The delays come because the state is running out of time to borrow money, and Wall Street is no longer lending, explained a spokesperson for the Controller’s office. In addition, the estimated monthly expenditures in February (estimated at about $10 billion) is projected to outpace income.

All of these problems stem from a budget impasse in Sacramento. Lawmakers are negotiating round the clock to eliminate a $42 billion deficit that includes a $14 billion short fall from the 2008-09 budget.

Among the payments that are being delayed are $188 million of the state’s share of the federal pool for the Supplemental Security Income / State Supplementary Payment (SSI/SSP) programs; $13 million to the Student Aid Commission to fund CalGrants; $114 million to the Department of Social Services for the CalWorks program; and nearly $3 billion in tax refunds.

Those receiving SSI/SSP will continue to receive their full payments, because the federal government has agreed to cover California’s share for February, and possibly for March. The $188 million is the state’s share of the payments, and is sent to the federal government.

The Student Aid Commission would have sent out $13 million in financial aid to  students, if the delay had not been imposed. According to a commission representative, 85% of the prior year’s awards have been sent to the colleges and university, and what will be delayed is the additional money that students expected to receive. The commission awarded 72,261 entitlement CalGrants as of Jan. 23.

According to the controller’s office, many colleges and universities as well as all of the California State University Schools and the University of California campuses will cover all of the student fees that would have been paid by the CalGrant.

About 46,000 U.C. students receive CalGrants.

In addition to the state-funded colleges, local schools including USC and Occidental College will also cover any student CalGrant costs not currently paid. This will take place automatically at many campuses. At others, like USC, students must contact the financial aid office.

The CalWorks program, which is California’s version of Temporary Aid to Needy Families, primarily provides parents who have children with assistance to pay food, rent, utilities and other basics. According to a spokesperson for the California Department of Social Services (DSS), the February payments were sent to the dispersing agencies (who actually pay recipients) at the end of January. The delay means that the money that the Controller’s office would normally send to DSS is being delayed for 30 days.

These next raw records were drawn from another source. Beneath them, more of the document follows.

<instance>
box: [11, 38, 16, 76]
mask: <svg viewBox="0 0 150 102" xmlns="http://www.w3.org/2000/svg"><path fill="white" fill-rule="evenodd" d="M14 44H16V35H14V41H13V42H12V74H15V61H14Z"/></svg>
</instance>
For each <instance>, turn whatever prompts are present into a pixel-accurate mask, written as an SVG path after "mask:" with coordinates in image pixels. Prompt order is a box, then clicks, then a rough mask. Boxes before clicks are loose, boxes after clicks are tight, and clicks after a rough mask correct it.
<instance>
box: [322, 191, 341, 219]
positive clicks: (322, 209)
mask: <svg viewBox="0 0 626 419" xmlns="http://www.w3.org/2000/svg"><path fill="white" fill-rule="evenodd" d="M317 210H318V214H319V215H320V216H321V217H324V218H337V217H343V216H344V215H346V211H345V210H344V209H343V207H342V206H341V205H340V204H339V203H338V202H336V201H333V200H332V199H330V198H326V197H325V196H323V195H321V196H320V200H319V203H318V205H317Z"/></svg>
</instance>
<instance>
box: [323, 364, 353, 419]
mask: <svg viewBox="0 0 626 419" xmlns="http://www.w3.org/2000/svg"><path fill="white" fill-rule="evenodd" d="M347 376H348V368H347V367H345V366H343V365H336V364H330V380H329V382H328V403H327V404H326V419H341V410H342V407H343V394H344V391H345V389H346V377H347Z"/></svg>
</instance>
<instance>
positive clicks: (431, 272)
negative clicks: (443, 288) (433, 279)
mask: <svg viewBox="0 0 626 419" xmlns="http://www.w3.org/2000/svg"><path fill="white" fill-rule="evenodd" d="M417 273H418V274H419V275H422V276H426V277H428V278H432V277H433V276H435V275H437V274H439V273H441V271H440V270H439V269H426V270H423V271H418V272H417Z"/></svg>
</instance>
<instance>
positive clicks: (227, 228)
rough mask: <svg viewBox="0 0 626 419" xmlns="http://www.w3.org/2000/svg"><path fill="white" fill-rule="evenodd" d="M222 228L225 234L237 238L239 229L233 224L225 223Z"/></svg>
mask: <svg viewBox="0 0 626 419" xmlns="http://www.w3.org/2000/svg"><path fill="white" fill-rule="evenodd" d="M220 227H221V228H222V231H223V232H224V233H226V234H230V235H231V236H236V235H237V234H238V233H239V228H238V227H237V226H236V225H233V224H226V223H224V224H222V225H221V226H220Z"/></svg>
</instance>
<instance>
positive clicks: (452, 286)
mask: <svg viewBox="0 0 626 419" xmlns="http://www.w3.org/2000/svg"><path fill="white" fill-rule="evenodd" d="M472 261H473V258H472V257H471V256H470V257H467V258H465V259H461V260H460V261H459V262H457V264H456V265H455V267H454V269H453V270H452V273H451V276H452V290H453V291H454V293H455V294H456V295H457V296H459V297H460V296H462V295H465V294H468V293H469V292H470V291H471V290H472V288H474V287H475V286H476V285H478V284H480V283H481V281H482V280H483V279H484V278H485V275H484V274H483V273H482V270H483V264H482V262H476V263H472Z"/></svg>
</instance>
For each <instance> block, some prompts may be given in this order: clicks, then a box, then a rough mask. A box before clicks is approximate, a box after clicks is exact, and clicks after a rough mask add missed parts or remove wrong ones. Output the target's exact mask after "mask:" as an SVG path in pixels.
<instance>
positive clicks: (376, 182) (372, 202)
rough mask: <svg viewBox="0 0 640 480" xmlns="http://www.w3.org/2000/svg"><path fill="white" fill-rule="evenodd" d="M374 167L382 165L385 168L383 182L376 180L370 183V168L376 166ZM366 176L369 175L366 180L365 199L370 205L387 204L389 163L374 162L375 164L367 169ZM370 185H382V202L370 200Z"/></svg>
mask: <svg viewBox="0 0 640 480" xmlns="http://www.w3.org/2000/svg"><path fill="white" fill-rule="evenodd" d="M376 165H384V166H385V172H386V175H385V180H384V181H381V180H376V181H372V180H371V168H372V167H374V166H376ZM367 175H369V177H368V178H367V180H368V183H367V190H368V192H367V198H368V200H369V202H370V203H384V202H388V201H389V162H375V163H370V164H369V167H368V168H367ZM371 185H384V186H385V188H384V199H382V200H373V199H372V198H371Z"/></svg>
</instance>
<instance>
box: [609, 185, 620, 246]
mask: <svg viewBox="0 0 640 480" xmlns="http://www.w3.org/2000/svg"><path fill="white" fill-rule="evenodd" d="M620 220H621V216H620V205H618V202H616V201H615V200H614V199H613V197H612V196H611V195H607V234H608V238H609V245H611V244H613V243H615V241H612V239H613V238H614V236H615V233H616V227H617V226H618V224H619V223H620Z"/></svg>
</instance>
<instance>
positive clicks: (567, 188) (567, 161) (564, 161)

In addition to payment delays, on Friday state employees are expected to begin taking required furlough days imposed by Governor Schwarzenegger.

At the same time, the state Assembly has cut its operating budget by 10%.

On the Senate side, there is hiring and salary increase freeze; and staff members are taking voluntary furloughs.

However, members of both the Assembly and the Senate continue to receive their full salaries, which according to the state constitution appears to have the sole power to adjust legislators’ pay.